Uma mãe ofendida e injuriada por seu filho pode retomar um imóvel
que doou a ele anteriormente. O artigo 555 do Código Civil prevê a revogação,
por ingratidão do donatário, enquanto o artigo 557 elenca os motivos:
atentar contra a vida do doador, ofendê-lo em sua integridade física,
injuriá-lo ou caluniá-lo ou negar-lhe alimentos.
Com isso, a 20ª Câmara Cível do Tribunal de Justiça do Rio Grande
do Sul manteve, na
íntegra, sentença que
revogou a doação de terreno feita por uma mãe a seu filho em São
Leopoldo, Grande Porto Alegre. Com a decisão, o filho e a nora terão de
desocupar o imóvel, que passará integralmente para domínio e posse da mãe.
Conflito familiar
A mãe alegou que a nora e do filho começaram a hostilizá-la e ameaçá-la depois
que passaram a dividir com ela o terreno, que foi doado ao filho quando os pais
se divorciaram, em 2007. O objetivo das brigas, segundo a autora,
era afastá-la do imóvel, visando consolidar a propriedade.
O filho chegou a mandar construir um muro no terreno, separando as
duas casas que, na prática, tirou o acesso da autora à saída para a rua e
aos registros de água e energia elétrica. A autora, que mora numa pequena
casinha nos fundos do terreno, se sentiu ‘‘sitiada’’ e ‘‘isolada’’ pelos réus,
o que a motivou a pedir a revogação da doação na Justiça.
De favor
O filho disse que sua mãe mentiu na ação. Segundo ele, a mulher vendeu o imóvel
que lhe coube na partilha e passou a morar provisoriamente no salão de festas,
que era utilizado por ambos, mas que fica dentro do seu imóvel. E isso
impediria a regularização da área junto à Prefeitura.
Segundo ele, o prédio do salão de festas está em seu terreno, assim como
parte dos imóveis de suas tias e avó. Por isso, teria sido obrigado a ajuizar
ação contra a mãe e suas tias, sendo o processo distribuído perante a 5ª Vara
Cível da Comarca. Admitiu, no entanto, que houve provocações, sim, mas de ambas
as partes.
Sentença procedente
O juiz Ivan Fernando de Medeiros Chaves determinou a revogação de doação, por
entender que os autos mostram situação clara de ingratidão por parte do
donatário. O muro construído pelo filho, diz a decisão, não só isolou a autora
como impossibilitou seu acesso ao logradouro púbico. Com isso, o
magistrado determinou o retorno de 50% do imóvel ao domínio da doadora.

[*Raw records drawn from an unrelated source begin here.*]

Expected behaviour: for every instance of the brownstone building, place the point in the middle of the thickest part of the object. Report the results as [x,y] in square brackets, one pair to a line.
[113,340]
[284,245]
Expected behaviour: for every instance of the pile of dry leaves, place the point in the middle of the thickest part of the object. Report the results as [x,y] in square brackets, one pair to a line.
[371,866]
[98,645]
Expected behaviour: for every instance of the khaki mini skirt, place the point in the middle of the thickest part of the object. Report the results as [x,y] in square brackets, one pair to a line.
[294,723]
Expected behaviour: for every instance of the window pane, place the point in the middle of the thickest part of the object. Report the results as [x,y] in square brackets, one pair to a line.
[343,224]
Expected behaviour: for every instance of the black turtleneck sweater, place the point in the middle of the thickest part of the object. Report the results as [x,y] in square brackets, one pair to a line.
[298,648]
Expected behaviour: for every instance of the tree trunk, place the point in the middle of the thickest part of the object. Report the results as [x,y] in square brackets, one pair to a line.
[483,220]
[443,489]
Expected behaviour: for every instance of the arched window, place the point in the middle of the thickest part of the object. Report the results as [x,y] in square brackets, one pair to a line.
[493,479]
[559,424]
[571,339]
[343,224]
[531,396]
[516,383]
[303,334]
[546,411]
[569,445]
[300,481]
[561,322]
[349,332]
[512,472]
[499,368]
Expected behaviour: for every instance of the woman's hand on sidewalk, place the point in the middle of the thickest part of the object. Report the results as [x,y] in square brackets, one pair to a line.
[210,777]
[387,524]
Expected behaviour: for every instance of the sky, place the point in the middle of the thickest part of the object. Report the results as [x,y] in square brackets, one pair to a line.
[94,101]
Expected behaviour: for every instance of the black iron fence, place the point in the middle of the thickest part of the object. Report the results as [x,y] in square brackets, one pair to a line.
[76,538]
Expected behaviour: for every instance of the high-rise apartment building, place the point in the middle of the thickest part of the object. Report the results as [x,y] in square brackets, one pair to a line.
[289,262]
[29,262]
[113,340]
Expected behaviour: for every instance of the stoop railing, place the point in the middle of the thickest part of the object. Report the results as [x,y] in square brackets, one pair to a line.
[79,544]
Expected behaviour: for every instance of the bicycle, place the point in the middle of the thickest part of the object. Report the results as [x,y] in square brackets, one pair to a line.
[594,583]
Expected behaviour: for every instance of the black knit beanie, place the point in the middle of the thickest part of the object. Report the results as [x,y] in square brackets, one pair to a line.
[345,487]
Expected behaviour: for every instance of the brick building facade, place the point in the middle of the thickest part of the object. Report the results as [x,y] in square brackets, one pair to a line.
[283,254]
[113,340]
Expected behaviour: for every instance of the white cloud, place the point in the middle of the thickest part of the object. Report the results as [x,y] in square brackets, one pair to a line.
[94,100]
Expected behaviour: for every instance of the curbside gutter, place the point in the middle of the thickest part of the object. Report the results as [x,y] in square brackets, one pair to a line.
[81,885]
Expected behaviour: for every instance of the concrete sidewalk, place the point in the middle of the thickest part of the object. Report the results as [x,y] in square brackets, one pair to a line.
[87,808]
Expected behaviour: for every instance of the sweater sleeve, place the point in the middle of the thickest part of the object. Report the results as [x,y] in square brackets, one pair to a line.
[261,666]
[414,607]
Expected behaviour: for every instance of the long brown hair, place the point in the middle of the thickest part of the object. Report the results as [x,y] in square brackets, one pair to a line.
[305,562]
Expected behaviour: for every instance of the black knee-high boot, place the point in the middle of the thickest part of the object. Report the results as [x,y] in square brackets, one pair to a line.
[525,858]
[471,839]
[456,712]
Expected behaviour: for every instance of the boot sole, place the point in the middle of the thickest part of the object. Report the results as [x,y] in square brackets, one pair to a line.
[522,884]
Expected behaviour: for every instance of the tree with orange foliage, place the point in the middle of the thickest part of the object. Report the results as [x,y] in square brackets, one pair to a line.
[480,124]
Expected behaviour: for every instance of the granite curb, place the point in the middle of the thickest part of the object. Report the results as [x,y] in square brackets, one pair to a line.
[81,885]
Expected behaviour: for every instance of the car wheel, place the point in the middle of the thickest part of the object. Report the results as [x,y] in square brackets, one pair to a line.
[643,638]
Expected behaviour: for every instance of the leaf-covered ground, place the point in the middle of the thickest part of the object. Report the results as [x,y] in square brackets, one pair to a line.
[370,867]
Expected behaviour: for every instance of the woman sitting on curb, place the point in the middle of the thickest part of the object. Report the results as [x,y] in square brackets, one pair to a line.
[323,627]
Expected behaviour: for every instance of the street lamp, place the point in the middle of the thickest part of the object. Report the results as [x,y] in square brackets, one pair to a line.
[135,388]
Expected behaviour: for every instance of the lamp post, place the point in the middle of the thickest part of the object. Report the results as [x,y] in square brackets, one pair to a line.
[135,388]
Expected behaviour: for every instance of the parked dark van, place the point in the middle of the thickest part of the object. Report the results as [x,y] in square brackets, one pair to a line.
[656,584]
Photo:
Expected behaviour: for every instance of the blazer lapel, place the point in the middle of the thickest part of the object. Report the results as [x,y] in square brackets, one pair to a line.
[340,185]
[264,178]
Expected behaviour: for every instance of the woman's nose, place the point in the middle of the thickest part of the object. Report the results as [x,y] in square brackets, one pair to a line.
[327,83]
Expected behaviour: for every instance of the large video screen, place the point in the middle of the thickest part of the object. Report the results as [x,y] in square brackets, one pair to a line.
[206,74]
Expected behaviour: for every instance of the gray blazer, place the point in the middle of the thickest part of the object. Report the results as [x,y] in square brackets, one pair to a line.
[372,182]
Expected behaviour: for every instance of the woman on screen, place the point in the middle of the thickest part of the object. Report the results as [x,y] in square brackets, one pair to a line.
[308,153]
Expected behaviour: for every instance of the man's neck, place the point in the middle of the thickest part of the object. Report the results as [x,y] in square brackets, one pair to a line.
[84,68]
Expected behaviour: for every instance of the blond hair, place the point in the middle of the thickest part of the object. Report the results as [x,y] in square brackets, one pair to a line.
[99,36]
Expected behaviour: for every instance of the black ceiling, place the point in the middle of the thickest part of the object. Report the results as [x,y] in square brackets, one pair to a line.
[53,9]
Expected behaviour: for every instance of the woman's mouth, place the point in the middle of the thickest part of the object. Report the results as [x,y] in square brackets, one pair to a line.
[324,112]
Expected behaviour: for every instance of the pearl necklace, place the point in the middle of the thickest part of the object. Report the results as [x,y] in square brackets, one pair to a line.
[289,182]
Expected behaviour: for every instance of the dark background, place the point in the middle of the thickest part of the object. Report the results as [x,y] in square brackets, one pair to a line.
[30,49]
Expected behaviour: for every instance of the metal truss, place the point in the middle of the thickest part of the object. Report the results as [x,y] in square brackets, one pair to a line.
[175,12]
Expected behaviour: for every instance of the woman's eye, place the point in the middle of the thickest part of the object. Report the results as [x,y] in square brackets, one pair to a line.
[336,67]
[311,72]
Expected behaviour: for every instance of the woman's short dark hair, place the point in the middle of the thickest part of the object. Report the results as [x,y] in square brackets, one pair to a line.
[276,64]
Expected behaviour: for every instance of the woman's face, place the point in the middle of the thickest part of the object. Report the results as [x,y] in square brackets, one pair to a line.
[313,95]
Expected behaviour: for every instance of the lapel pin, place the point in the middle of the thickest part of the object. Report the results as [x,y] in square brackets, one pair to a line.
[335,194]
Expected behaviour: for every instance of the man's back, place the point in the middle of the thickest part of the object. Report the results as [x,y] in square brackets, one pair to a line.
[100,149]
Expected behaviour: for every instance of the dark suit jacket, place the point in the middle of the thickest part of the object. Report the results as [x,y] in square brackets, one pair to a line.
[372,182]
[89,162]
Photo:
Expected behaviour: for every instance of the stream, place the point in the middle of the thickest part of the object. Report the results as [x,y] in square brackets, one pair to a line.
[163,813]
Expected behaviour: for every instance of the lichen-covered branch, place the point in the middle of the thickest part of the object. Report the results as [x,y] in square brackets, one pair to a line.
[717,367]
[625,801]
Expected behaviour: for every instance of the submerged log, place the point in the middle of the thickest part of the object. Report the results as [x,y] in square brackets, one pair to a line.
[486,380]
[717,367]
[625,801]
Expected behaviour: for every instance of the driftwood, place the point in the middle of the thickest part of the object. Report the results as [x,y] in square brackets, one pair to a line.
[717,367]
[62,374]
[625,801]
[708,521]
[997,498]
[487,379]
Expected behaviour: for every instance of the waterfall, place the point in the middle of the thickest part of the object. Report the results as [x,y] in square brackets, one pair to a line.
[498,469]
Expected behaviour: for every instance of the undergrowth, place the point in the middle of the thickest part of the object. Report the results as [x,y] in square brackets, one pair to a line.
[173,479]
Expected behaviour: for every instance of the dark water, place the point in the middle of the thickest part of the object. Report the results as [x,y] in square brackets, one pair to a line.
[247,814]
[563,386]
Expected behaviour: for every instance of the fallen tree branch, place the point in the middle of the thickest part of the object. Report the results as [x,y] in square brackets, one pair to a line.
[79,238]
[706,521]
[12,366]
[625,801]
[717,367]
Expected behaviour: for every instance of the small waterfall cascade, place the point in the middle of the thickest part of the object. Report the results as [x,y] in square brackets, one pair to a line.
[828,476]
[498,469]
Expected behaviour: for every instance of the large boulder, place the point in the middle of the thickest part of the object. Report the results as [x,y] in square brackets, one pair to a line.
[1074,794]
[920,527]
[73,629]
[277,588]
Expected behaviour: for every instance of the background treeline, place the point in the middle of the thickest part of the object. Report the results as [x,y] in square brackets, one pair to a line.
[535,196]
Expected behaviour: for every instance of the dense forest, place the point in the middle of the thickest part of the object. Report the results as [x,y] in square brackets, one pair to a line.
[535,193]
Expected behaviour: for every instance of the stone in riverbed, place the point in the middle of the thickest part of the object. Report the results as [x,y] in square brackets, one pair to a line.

Conforme o juiz, uma das testemunhas, vizinha das partes, foi taxativa
em afirmar que a mulher do réu ofende e diz palavras de baixo calão para a
autora, sem que este intervenha na situação, consentindo com os atos
praticados.
"O próprio autor, em sua contestação, confessou a construção do
muro, sob a justificativa de tentar ‘diminuir eventuais desentendimentos e
provocações’. Ocorre, porém, que as declarações prestadas ao juízo indicam que
a companheira do donatário foi autora de ofensas contra a doadora,
circunstância que indica que o comportamento hostil partiu dos moradores do
prédio doado", diz a sentença.
Apelação improvida
O réu apelou. Nas razões de mérito, alegou ausência de provas dos
"supostos atos de ingratidão". Afirmou que a construção de um muro,
objetivando sua segurança e privacidade do doador e do donatário, não configura
atos de ingratidão. Apontou ainda que não é possível revogar doação de
imóvel objeto de acordo em separação de divórcio. Ou seja, sustentou que
não estão presentes as hipóteses do artigo 557 do Código Civil.
O relator da Apelação na 20ª Câmara cível, desembargador Glênio
Wasserstein Hekman, observou que o conceito jurídico de ingratidão – presente
no artigo 557 do Código Civil – é aberto. Não se encerra nas hipóteses
tipificadas previamente neste dispositivo legal. Tanto que o Enunciado 33, do
Conselho da Justiça Federal (CJF), diz: "O novo Código Civil estabeleceu
um novo sistema para a revogação da doação por ingratidão, pois o rol legal
previsto no artigo 557 deixou de ser taxativo, admitindo, excepcionalmente,
outras hipóteses".
Para o relator, os autos trazem prova suficiente para demonstrar a ingratidão
do donatário, que deixou a própria mãe sem acesso à via de pública, com ameaças
de corte de água e energia elétrica. Além disso, os beneficiários do imóvel
ameaçaram a integridade física e psíquica da autora, inclusive, soltando e
instigando cachorros na sua direção. Somam-se a isso as palavras de baixo
calão, proferidas com o intuito de desqualificar a doadora. Logo,
concluiu, a conduta enquadra-se nas hipóteses de ingratidão.